Por Camila Selva Cabral
Fotografía: Néstor Beremblum

Adrián Furman mira una foto que ocupa toda la pantalla de su celular: es un retrato de su hermano Fabián, con moño y sonrisa, en la fiesta de casamiento, una de las últimas fotos que tiene de él. “Yo ahora tengo 48 y él acá tenía 30. A veces trato de imaginármelo, él ahora tendría 52 años. Para mí ésta es la imagen de él, no cambia. Quedó congelado en el tiempo”, dice sin despegar la mirada del teléfono. Los dos trabajaban en la Asociación Mutual Israelita Argentina (AMIA). Fabián atendía a familiares de fallecidos en el cuarto piso en la parte de adelante. Adrián liquidaba sueldos y jornales en la oficina de personal del segundo piso, en lo que era el fondo del edificio.
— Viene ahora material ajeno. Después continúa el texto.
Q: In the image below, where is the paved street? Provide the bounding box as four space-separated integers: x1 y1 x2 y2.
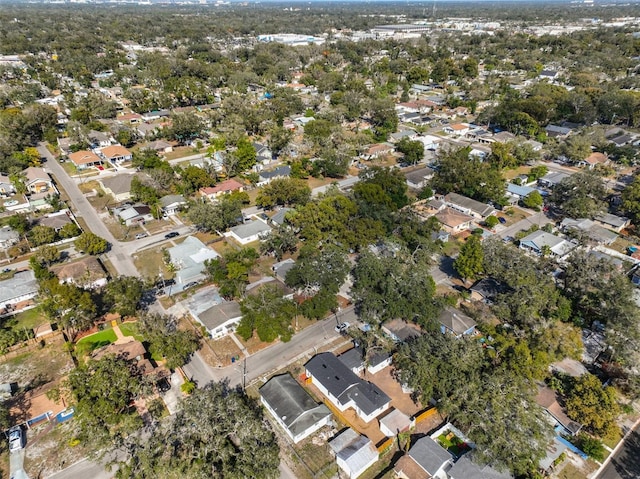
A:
597 425 640 479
Sonríe Adrián al recordar el tipo de humor que le divertía a su hermano: “Tenía un humor muy ácido, muy negro. Él trabajaba en Sepelios y eso era muy chocante. Pero él y su compañero Norberto lo tomaban con mucho humor y entre ellos jodían, hacían bromas, se reían bastante de esa situación. Vos lo veías y era una persona seria pero tenía un humor muy bueno”. Del Departamento de Sepelios no sobrevivió nadie. De Servicio Social tampoco. “Del tercer piso para arriba no quedó nadie. Éramos un grupo de amigos. Cada tanto nos encontrábamos fuera de AMIA. Y, de repente, gran parte de mi vida la arrancaron, la cortaron”, relata Adrián.

9:53

El 18 de julio de 1994 comenzó como un día completamente normal para la familia Furman. La tarde anterior habían visto la final del mundial de fútbol de Estados Unidos. “Fabián había venido a casa, no sé si a ver el partido o pasó un ratito, se me borra de la cabeza”, rememora Adrián. Lo más probable era que hubiese pasado a buscar el taxi que trabajaba en sociedad con su padre, Jacobo “Yaco” Furman (quien también había sido empleado en la mutual judía hasta 1992). Los lunes solían ser los francos de Fabián pero aquel lunes fue a trabajar y, como todas las mañanas antes de ir a AMIA, el hijo mayor pasó por la casa de sus padres a dejar el auto para que Yaco lo manejara durante el día. “Mi mamá siempre se levantaba y lo saludaba cuando le daba la llave a mi papá por la ventana. Ese día se quedó en la cama. Y hasta el día de hoy se recrimina porque ese día no se levantó y no lo saludó”, cuenta Adrián, quien entraba a trabajar a las ocho, llegaba, acomodaba sus cosas y subía a ver a su hermano y a Norberto.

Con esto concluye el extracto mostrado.